The Patriots trounced the Rams, Tom Brady extended his dominance and Adam Levine took off his shirt. Aside from the action in Atlanta, America was treated with enough Big Game ads to make viewers forget a game with a scarcity of touchdowns and a yawner of a halftime show. (She will be loved, we get it!) While you’re nursing your chicken wing hangover and trying to ignore all the Patriots fans with inflated egos today, soothe your post-Super Bowl soul with a look at the good, bad and ugly of Big Game commercials 2019. Adam, you can put your shirt back on now.
One can only imagine the pitch for this medieval Bud Light ad went something like this: “Hey, what if there was a … Bud Knight?” Everyone’s favorite beer to get when there’s nothing else on tap has come a long way from classic ads like “Whasssup” with this spot that clumsily tries to capitalize on Game of Thrones mania. The problem is, while the new season of the show is teased, we don’t actually get to see any footage from, um, the actual show? Regardless, it was a nice change of pace to see one fire-breathing dragon who isn’t a member of the Trump administration.
Amazon is so powerful that they can say, “Hey, we’d like to have a minute-and-a-half long Super Bowl ad that stars Harrison Ford, licenses a Queen song and also has a scene in actual space” and it actually… happens! While everyone’s favorite site for everything from socks to award-winning television shows is leveling every other American business in its path (remember malls?), you have to hand it to them for putting all of our collective money to good use with this opus. (And am I only buttering up Amazon so when Jeff Bezos eventually takes over the world he’ll have mercy on me? Maybe. Anyway, let me also say: Jeff, you’re a handsome man. And a damn fine dresser too. Have you been working out?)

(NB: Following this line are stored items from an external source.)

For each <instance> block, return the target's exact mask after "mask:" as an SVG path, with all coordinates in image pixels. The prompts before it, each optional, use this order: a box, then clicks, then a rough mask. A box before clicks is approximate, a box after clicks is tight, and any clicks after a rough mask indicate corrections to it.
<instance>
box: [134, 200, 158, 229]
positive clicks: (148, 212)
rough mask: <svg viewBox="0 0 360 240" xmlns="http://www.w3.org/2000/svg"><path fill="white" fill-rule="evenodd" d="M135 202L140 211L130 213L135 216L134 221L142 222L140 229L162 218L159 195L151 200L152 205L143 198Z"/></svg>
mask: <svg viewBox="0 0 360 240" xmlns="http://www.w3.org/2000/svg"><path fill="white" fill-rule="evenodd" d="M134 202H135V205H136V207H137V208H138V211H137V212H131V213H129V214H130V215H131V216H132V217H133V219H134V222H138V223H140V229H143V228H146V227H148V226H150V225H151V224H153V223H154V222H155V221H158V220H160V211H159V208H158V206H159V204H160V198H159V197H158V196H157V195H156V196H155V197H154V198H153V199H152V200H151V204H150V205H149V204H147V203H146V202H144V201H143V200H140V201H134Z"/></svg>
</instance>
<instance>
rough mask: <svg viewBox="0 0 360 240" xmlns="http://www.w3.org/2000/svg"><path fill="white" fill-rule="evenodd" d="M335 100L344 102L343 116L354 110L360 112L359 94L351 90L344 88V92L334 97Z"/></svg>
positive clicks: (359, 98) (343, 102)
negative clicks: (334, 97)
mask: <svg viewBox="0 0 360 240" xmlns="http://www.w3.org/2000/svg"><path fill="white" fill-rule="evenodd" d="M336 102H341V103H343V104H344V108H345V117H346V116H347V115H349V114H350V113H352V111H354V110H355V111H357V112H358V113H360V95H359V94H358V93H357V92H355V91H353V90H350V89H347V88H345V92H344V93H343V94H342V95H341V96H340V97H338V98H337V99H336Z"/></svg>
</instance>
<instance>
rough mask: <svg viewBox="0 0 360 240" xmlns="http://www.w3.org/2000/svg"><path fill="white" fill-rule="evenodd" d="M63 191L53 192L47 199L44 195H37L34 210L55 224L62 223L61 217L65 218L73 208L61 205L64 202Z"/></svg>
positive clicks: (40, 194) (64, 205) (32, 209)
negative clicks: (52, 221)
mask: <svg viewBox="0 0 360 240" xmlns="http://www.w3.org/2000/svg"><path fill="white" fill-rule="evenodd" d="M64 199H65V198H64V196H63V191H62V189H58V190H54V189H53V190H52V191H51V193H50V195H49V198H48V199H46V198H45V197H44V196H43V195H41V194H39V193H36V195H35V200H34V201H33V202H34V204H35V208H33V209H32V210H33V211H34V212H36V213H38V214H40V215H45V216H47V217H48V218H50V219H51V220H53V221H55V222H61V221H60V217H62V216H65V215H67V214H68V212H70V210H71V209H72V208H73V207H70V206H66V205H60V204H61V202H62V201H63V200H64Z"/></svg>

Is Stella pandering to the fan boy and girl inside us all with this commercial starring Sarah Jessica Parker as Carrie Bradshaw and Jeff Bridges as the Dude? They absolutely are. Do we love it regardless? Yes we do, and we’re still waiting for a movie starring these two. It could be a fish out of water story where The Dude visits New York, meets Bradshaw and later that night she writes: “I couldn’t help but wonder: Is the Dude my dude?” A script practically writes itself. Let’s go, Hollywood!
(Takes a hit of weed). “What if… like… our commercial for Dodge Ram Trucks starred.. like, actual rams. And the rams encountered a Ram truck, driven by guys dressed as… rams?” A reminder that one of America’s biggest companies, a major advertising agency, millions of dollars and months of work went into the development and airing of this commercial.
USA! USA! USA! Sorry if I got carried away, it’s just that this ad is more American than macaroni and cheese. The only difference is, macaroni and cheese never made me cry.
Super Bowl Sunday is known to be a noisy affair, whether the cheering crowds, obxnosis commercials, and your friend at the viewing party who just can’t stop grunting and clapping every time anything at all happens. (Shut up, Conor). Perhaps that’s why this Michelob Ultra ad was so refreshing, with Zoë Kravitz whispering and tapping away for a communal ASMR experience. While we don’t quite buy that Michelob is as pure as the spot portrays, it was soothing to take a momentary breather from the madness of the big game.
What if Mr. Peanut did cocaine? This commercial answers a question no one asked.
In a series of ads, T-Mobile successfully nailed the minefield that is texting culture, a generational hellscape full of absolute nonsense. From cases of mistaken identity to looooong blocks of text when whoever you’re dating “has been doing some thinking” to the nightmare that is texting with your parents, it’s all highlighted here and amounts to pure schadenfreude. (That’s German for “pleasure derived by someone from another person’s misfortune” — and a word only the Germans could have come up with.)
May I have your attention: We are good on commercials featuring robots. First there was Sprint, which featured some robots trying to come up with the idea of a good commercial, an idea equal parts ironic and meta. Then, while aforementioned Michelob had one of the best commercials of the game with their quiet salute to ASMR, they got sloppy with another weird spot that featured a bunch of robots who’ve successfully assimilated in society and also somehow get depressed. And if that weren’t enough, Turbotax (aside from being a company that reminds us that, barf, tax time is coming up) had an even more bizarre spot dubbed “RoboChild” which starred a depressed robot kid. This sad-robot phenomenon begs the question: Is there a Zoloft for robots?
Steve Carell! Cardi B! Lil Jon saying “OK!” What’s not to like?